Friday, May 6, 2016

Article: What Not to Say a Crisis

http://www.northtexasumc.org/north-texas-conference-news/how-not-to-say-the-wrong-thing-in-death-illness-divorce-and-other-crises

This struck me as both simple and useful.  As I understand it, it's often difficult even for neurotypical people to know what to say in a crisis.  With a crisis on the horizon for my family (impending death of my dad's mother), this seems extra relevant.

As that particular situation goes, I'm on one of the more outer rings, and so my primary focus will be comfort.  I love my grandma, but in truth I don't know her very well.  This is a side effect of the distance that plagues both sides of the family.  I generally only saw my grandparents, uncles, and aunts once a year.  As a child that disliked social interaction immensely, the opportunities for bonding were even fewer.

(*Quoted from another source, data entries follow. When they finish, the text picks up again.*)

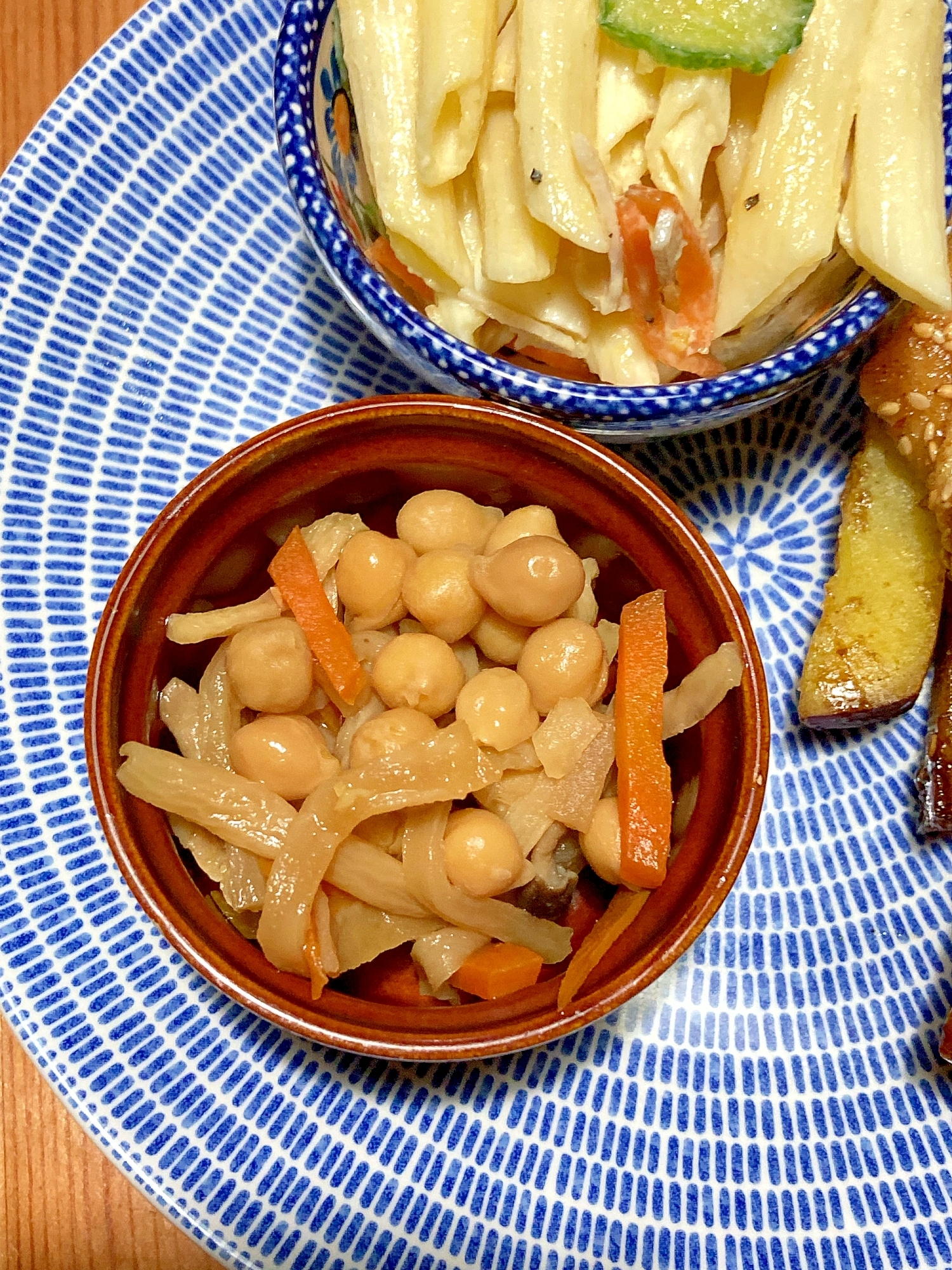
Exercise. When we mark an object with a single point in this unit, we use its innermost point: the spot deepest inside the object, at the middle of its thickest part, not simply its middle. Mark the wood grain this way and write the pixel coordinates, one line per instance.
(65, 1206)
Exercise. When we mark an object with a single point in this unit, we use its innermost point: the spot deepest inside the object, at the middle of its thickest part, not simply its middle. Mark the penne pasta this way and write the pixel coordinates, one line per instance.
(747, 104)
(516, 247)
(554, 302)
(894, 222)
(786, 210)
(383, 55)
(555, 98)
(694, 111)
(458, 318)
(458, 48)
(520, 323)
(506, 59)
(468, 206)
(616, 354)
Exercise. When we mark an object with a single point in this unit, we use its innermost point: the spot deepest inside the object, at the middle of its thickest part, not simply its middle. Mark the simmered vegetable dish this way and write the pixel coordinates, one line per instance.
(412, 766)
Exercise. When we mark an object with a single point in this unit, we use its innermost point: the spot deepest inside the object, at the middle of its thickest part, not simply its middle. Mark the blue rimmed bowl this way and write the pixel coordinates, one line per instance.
(322, 153)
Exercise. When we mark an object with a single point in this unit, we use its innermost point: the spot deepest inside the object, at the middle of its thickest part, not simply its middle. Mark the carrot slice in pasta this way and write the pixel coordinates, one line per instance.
(623, 910)
(498, 970)
(644, 777)
(383, 255)
(680, 338)
(296, 577)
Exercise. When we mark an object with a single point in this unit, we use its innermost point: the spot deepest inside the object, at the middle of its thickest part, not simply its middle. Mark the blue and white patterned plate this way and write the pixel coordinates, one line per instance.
(774, 1102)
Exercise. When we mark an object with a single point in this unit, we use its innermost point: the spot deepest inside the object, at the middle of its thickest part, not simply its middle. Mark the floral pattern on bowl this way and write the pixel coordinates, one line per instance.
(340, 142)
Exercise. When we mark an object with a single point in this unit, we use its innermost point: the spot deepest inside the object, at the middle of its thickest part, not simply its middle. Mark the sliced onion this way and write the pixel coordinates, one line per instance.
(714, 227)
(704, 689)
(667, 246)
(597, 178)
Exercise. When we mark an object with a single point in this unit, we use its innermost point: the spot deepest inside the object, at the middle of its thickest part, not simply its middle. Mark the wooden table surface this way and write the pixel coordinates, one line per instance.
(65, 1207)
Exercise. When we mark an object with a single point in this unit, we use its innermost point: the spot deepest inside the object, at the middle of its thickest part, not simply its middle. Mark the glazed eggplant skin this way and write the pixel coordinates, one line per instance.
(935, 775)
(875, 639)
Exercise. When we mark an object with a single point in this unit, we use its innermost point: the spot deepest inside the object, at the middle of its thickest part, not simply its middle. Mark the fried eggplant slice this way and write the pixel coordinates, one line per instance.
(874, 643)
(935, 775)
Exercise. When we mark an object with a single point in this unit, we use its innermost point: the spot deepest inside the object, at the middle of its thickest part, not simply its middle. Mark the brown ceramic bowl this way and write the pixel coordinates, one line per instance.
(369, 457)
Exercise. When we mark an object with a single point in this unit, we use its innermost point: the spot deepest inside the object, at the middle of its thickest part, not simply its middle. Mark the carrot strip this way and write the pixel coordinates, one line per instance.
(296, 576)
(392, 980)
(313, 957)
(623, 910)
(585, 910)
(680, 338)
(946, 1042)
(498, 970)
(644, 777)
(383, 255)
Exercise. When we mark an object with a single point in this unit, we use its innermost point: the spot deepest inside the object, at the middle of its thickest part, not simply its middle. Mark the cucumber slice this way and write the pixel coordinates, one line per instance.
(709, 35)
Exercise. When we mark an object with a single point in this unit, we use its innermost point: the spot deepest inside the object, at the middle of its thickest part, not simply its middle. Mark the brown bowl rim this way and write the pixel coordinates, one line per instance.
(102, 692)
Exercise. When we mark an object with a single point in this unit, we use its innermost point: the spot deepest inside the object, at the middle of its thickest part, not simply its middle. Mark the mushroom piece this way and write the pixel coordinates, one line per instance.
(558, 862)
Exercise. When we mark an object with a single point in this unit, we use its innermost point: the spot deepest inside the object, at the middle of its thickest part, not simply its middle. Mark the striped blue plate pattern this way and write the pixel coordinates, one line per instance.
(774, 1102)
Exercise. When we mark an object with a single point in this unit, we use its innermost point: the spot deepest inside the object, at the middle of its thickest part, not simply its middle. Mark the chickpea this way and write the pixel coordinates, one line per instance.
(564, 660)
(439, 592)
(602, 845)
(285, 752)
(483, 857)
(389, 733)
(498, 639)
(531, 581)
(445, 519)
(370, 576)
(270, 666)
(524, 523)
(418, 671)
(497, 708)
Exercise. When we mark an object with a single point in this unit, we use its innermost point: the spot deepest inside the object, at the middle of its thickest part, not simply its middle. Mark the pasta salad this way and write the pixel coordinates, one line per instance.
(564, 200)
(422, 765)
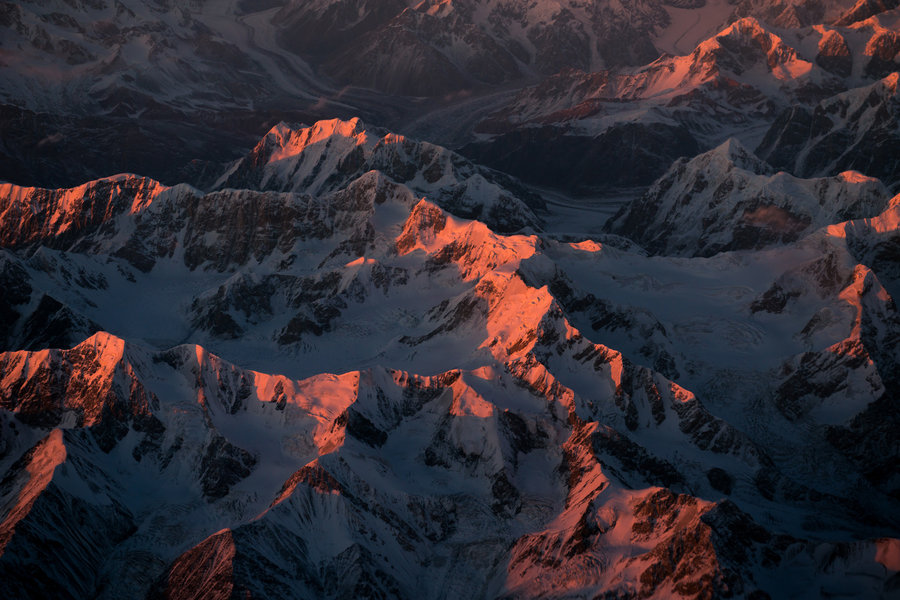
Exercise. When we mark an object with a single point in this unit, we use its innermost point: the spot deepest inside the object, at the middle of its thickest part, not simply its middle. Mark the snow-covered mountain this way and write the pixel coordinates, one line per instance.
(728, 199)
(858, 129)
(461, 412)
(632, 123)
(361, 357)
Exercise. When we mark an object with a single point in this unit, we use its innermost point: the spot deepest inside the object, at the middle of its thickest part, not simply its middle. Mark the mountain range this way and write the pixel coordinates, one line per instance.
(460, 299)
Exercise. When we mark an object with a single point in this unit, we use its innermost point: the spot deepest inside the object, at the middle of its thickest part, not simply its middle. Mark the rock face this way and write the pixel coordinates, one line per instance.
(854, 130)
(624, 127)
(352, 364)
(516, 416)
(728, 199)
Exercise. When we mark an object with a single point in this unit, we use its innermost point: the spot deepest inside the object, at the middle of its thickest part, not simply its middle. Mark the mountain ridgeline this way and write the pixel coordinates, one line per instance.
(504, 300)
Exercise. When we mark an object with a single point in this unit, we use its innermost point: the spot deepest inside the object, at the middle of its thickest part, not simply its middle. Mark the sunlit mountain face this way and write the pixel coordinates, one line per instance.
(459, 299)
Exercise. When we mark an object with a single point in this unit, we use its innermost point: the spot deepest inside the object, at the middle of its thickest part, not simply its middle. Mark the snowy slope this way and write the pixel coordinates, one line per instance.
(727, 199)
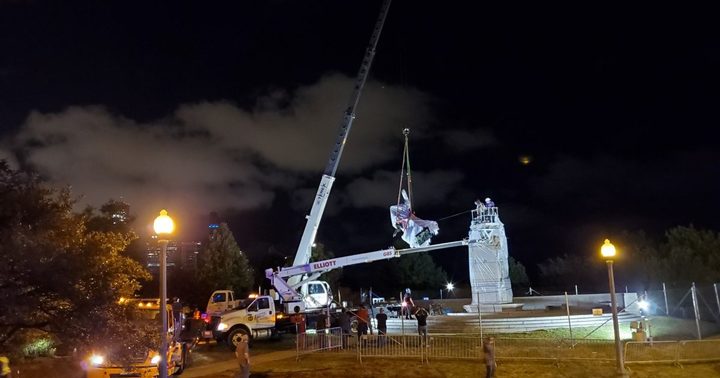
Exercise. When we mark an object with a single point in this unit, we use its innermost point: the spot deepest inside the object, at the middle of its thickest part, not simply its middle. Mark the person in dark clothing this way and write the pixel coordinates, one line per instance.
(421, 315)
(489, 350)
(407, 305)
(345, 326)
(381, 318)
(363, 321)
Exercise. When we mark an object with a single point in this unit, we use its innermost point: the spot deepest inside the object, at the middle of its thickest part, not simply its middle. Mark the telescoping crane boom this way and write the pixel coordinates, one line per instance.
(314, 269)
(302, 256)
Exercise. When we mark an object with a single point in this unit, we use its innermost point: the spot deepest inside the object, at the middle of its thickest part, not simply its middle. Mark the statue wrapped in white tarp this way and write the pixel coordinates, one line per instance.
(416, 232)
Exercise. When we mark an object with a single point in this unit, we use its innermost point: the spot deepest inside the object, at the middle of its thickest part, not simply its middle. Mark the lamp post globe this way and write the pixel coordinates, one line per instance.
(163, 226)
(608, 252)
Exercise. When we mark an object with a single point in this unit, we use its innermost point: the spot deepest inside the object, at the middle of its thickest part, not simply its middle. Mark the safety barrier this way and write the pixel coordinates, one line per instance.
(437, 346)
(403, 346)
(329, 339)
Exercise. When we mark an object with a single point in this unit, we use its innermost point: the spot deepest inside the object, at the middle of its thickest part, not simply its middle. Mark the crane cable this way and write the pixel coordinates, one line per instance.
(406, 163)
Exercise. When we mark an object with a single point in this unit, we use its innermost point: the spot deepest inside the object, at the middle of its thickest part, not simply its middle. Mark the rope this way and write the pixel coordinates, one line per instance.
(454, 215)
(402, 173)
(406, 158)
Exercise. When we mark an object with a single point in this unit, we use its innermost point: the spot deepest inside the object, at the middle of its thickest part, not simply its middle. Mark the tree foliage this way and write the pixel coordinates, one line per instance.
(62, 272)
(222, 265)
(685, 254)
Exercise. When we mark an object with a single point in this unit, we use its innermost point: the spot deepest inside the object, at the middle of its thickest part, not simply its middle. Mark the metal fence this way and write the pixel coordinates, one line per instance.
(470, 347)
(330, 339)
(672, 351)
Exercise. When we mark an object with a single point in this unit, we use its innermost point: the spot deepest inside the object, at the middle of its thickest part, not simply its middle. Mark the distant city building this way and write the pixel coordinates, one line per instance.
(189, 252)
(214, 222)
(180, 255)
(153, 254)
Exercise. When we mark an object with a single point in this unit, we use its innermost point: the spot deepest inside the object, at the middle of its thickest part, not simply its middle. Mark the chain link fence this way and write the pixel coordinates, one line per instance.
(433, 347)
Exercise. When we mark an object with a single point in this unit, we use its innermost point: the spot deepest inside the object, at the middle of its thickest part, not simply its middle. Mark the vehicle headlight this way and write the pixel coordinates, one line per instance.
(97, 359)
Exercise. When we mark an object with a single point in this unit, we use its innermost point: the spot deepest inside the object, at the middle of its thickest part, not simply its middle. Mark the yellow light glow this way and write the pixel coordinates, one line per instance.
(607, 250)
(163, 224)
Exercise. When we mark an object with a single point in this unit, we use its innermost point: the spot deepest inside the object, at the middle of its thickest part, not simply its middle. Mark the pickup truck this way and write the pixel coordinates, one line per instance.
(103, 362)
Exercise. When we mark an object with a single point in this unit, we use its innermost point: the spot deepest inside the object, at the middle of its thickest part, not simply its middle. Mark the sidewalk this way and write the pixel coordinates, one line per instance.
(211, 370)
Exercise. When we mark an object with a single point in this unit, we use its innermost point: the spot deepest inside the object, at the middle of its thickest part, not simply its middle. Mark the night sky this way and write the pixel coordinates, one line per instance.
(233, 107)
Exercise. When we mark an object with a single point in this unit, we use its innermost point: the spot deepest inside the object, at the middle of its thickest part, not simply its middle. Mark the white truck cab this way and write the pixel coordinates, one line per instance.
(316, 295)
(254, 317)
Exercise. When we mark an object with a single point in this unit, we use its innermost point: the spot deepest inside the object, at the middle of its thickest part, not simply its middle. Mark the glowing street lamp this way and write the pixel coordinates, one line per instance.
(608, 252)
(163, 226)
(449, 287)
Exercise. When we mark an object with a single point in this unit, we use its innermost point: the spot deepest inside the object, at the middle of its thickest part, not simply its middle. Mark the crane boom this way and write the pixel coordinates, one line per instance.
(302, 256)
(288, 290)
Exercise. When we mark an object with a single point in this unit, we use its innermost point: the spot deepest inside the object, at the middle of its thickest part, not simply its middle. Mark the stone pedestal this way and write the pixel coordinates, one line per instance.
(488, 261)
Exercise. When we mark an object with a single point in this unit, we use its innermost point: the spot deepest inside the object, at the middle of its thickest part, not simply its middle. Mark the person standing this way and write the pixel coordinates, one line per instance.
(408, 304)
(421, 315)
(321, 326)
(242, 353)
(345, 327)
(299, 320)
(5, 371)
(363, 321)
(489, 350)
(381, 318)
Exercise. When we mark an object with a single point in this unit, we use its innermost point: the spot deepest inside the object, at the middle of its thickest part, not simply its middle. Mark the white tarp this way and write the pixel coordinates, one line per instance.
(416, 232)
(488, 258)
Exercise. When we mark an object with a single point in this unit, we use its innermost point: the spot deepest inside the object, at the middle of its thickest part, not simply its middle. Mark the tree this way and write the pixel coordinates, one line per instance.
(62, 274)
(689, 255)
(222, 265)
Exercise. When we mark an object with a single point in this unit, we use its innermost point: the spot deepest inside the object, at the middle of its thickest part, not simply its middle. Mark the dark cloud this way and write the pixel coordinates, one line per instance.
(215, 155)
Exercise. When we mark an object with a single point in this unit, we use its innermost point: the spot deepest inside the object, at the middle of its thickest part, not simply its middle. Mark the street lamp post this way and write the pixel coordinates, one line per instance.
(608, 252)
(163, 226)
(450, 286)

My father, on the other hand, will lose his mother.  She was, in the past, a vivacious hostess, happy to have company and make tons of food that everyone would like.  She regularly had guests and made them feel welcome and appreciated.  Even now, after years of painful knees, dislocated shoulders, and other assorted health problems, she is a warm and caring individual.  So to him, a great loss.  Expected, perhaps, after years of aging and becoming bedbound.  But painful, as I'm sure the passing of my own mother will be to me.

The other thing I wanted to highlight is that this concentric circles model (Comfort IN, Dump OUT) makes perfect sense from a logical point of view.  The person having the crisis is most affected by it, and as such should reasonably be able to say whatever (but hopefully nothing hurtful).  The person closest to the person-in-crisis is the second-most affected by it, and as such definitely needs support from as many people as possible.  But even that need for support shouldn't allow them to undermine the support from the person-in-crisis.

As you travel further out in the rings, the crisis affects the person less and less, and it makes sense that they should be focusing on comforting those more affected, rather than complaining about this crisis that doesn't affect them very much.

I think the only issue I have with the model is that can be kind of subjective who goes in the closest rings, especially if the crisis affects a lot of people.  In the case of my grandmother's incoming death, I can ascertain that I am going to be an outer ring, and should focus on comforting pretty much anyone else who comes to the funeral.  But what if I was my dad?  Would it be okay to complain to my uncle, his brother?  Or to my cousin, his niece?  It gets tricky.  Perhaps the problem is that I'm not familiar enough with the family ties and bonds to say, and my dad will have no problems ascertaining the best course of action.

For me, though?  I suppose if I were my dad, I'd try to err on the side of comfort.  I'd probably complain to my mother, his wife, but that'd be about it.  That honestly seems like the safest course of action.  Though, it's emotions.  It's often very difficult to think through emotions logically and quietly, especially if they're strong ones.  Which is probably why the folks in the beginning of the article made the mistakes they did. 

1 comment:

  1. ...and it goes without saying "no romanticizing suffering in". That's one of the first things that got me moving away from Christianity. I was going through a period of pretty serious physical pain and mental anguish (which would culminate in a psychotic break) and Christians around me were calling suffering good.